Necessity may be the mother of invention.
But sometimes it’s just all the mosquitos.
Leila Donn, a doctoral student at the University of Texas at Austin studying environmental geoscience, wasn’t necessarily looking for a computer model to help her find the location of ancient Mayan caves last year. Mostly, she just was hot and tired and the work was going slowly.
“In summer the of 2018 I went to the ancient Maya site of El Zotz in the Petén Department of Guatemala to help a colleague look for caves. Each evening we’d sit down and take a look at the LIDAR hillside, looking for depressions surrounded by steep areas,” she said.
LIDAR – light detection and ranging – is a remote sensing method that uses light in the form of a pulsed laser to measure variable distances to the Earth. These light pulses, combined with other data recorded by the airborne system, generate precise, three-dimensional information about the shape of the Earth, its surface characteristics, and can provide a high-resolution digital elevation model to study the shape of the landscape at a meter or sub-meter scale.
“Once we found such an area,” she said, “we’d pull up a cross section through the associated point cloud, and check for points that were located below the ground surface.”
The next day, as the day before, as the day before that, and along with her team members, Donn hiked out to the spot to verify.
“We probably identified about 20 potential caves in this manner. We made it out to 10 of these locations over the course of six days, which meant full days of off-trail, largely uphill hiking through densely vegetated and mosquito-infested areas,” she said.

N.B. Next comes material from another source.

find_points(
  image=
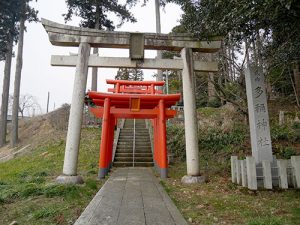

Only three of those 10 of locations were caves, though, and only one of those caves was large and interesting enough to be included in a National Geographic documentary – one in which Donn appeared.
She thought it was particularly unproductive way to pursue the work.
“While hard tropical forest hikes actually are my idea of fun, looking for caves in this manner wasn’t particularly efficient,” she said.
She had an idea.
“It occurred to me that it would be tremendously useful if we could develop a computational method of predicting likely locations of caves,” she said.
At first, she assumed someone had already done the work, for similar efforts to find sinkholes had been done, but she was surprised to find that no one had actually applied machine learning for searches like hers.
So she went to work.
“First, I acquired a training dataset consisting of a shapefile of known caves and 1-meter resolution LIDAR imagery from an area that is geomorphologically similar to my study area in northwestern Belize,” said Donn.
She did this by using Python and ArcGIS to make raster layers to capture morphologic characteristics that were associated with cave entrances, such as the fact that they are frequently located in areas of very steep topography.
“I then extracted the numerical values representing cave morphology, also doing the same thing for a series of randomly generated not-cave points that served the purpose of teaching the computer what the normal cave-free background landscape looks like,” Donn explained.
From there, she created a matrix of all the numerical values associated with the morphologies of all known and unknown cave points.
The result was pretty astonishing.
She “trained” the computer to identify caves with 89-percent accuracy using a random forest classifier.
Oil and Gas Application
Donn, whose doctorate work includes study in geomorphology, caving, soil description and geoarchaeological methods, sees a use for computational modeling in a number of fields, like oil and gas.
“With regard to petroleum geology, these products could potentially be used to determine areas that are more likely to have geomorphology favorable to oil and gas deposits. Machine learning could then be applied to classify the landscape into areas that have similar geomorphology to that of known oil and gas deposits,” she said.
To that end, she recently presented her results – the first time she’s been a presenter – at the recent Geological Society of America conference in Phoenix, Ariz..
“The conference put out a cool press release about my project,” Donn noted.
She is somewhat bemused by all the attention.
“The bit of buzz that this has created is unexpected,” she said, especially because of the excitement and interest of machine learning and artificial intelligence.
Donn, whose master thesis at UT Austin was on the “Human-Environment Impact on Geomorphology and Flood Recurrence of the Belize Rover Valley,” now wants to expand her work to predict caves more accurately.
“I’d like my program to identify only caves versus small cave-like voids. It would also be tremendously helpful if I were able to acquire an additional training dataset from an area of similar geomorphology,” she said.
Donn knows that the more predictive caves she confirms, the larger her training dataset; so fieldwork will play a large component in her work in the years to come. She sees the multilevel nature of it all.
“My project straddles the fields of machine-learning and geomorphology, which is a newly growing area based on the long tradition of using modeling to study geomorphologic trends,” she said. “I think that the combination of the mystery of caves combined with the newness/perceived high-techness of artificial intelligence makes this work something that lots of people think sounds pretty exciting.”